In this paper a novel algorithm for corner detection based on the structure tensor of planar curve gradients is developed. Similar to the well-known Förstner [1], Harris [2] and Rohr [4], [5] detectors, the proposed detector computes the structure tensor of the gradient and seeks corners at the maxima of its determinant. Instead of using the image gradient however, the proposed detector uses the contour's gradient vectors. The gradient correlation matrix (GCM) formulated using Lagrange multipliers only requires calculation of the first derivative of the planar curves. This is advantageous as avoiding the higher order derivatives reduces the effect of noise. A small ROS radius may then be used to improve corner localization and to prevent nearby features from merging. Consequently, the proposed detector offers a high detection rate along with good localization performance. The main contributions and organization of this paper are as follows:

• Firstly, we introduce the motivation for using GCMs by analyzing the gradient feature distribution in the plane spanned by the gradients of planar curves, and formulate the GCM by least squares and the Lagrange multiplier method, where the GCM is viewed as the structure tensor of planar curve gradients.

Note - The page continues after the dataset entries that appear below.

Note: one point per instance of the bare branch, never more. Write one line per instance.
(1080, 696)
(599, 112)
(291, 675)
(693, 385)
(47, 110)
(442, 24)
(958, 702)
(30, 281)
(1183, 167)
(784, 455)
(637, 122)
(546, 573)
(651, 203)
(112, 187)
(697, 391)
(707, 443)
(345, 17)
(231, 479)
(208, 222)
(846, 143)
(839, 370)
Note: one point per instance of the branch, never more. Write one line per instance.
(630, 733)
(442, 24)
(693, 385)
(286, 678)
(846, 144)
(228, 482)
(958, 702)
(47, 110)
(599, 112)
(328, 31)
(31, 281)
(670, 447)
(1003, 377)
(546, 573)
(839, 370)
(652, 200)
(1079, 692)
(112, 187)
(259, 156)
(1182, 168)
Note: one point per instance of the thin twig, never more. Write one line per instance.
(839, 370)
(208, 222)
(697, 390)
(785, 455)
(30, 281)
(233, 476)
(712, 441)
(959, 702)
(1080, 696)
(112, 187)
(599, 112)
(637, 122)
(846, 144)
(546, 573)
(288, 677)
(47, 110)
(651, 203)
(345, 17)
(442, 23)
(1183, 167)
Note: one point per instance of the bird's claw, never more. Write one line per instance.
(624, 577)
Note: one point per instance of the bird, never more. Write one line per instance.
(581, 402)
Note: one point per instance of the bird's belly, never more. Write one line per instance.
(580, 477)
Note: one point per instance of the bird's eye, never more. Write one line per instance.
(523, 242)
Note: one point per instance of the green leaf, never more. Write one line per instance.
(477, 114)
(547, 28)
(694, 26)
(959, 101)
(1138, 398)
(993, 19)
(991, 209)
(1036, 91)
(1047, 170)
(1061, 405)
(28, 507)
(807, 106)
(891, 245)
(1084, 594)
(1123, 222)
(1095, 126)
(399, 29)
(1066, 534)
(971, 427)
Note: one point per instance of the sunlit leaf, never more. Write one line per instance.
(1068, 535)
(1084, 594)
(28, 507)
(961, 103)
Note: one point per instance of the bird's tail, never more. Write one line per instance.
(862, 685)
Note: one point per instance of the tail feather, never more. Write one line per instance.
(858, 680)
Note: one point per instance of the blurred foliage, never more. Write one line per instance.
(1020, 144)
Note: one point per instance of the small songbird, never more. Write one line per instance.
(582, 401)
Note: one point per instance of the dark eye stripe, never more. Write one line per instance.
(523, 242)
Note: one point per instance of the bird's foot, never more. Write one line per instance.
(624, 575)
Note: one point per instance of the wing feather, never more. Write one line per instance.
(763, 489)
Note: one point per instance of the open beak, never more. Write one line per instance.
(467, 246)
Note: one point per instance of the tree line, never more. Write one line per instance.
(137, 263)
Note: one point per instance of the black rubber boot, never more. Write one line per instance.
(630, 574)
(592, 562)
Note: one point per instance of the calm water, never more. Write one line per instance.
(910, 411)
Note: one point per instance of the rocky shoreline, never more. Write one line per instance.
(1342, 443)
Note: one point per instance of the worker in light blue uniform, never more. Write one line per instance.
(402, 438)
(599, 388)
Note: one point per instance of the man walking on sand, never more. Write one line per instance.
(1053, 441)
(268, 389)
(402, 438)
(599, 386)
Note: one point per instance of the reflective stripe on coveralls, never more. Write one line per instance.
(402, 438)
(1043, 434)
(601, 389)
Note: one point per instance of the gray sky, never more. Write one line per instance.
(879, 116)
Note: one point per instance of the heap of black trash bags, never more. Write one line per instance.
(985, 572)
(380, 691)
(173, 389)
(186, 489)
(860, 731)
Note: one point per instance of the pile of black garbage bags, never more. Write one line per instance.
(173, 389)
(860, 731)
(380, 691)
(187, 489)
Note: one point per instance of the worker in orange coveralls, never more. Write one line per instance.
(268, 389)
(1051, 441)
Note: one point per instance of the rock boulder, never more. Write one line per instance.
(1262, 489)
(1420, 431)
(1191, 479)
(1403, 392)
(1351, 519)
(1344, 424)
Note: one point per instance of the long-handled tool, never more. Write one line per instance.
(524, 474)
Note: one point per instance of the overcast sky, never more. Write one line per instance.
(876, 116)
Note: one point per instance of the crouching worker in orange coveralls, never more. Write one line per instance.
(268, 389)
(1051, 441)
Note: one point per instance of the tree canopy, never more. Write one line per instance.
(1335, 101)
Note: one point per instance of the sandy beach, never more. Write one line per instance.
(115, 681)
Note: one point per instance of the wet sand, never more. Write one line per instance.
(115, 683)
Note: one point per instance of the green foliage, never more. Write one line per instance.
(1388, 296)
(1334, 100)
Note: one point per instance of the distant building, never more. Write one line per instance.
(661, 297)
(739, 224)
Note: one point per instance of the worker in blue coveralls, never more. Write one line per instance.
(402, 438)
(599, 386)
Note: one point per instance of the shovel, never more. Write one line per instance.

• Secondly, we analyze the geometric properties of the GCM based on typical corner models [10], and find that the local maxima of the determinant of the GCMs correspond to the positions of dominant (corner) points. Numerical simulations based on the discrete END model are given to illustrate the behavior of the determinant of the GCMs, with experimental results used to validate this theoretical analysis. From this analysis, it follows that the determinant of the GCMs can be used as a “cornerness” measure of planar curves.

• Finally, we perform a comprehensive evaluation of the detection and localization performances of the proposed detector using the ACU [11] and the localization error (LE) [14], [27] criteria. The proposed GCM corner detector has a strong corner position response along with a high detection rate and a good localization performance, in terms of the ACU and LE criteria.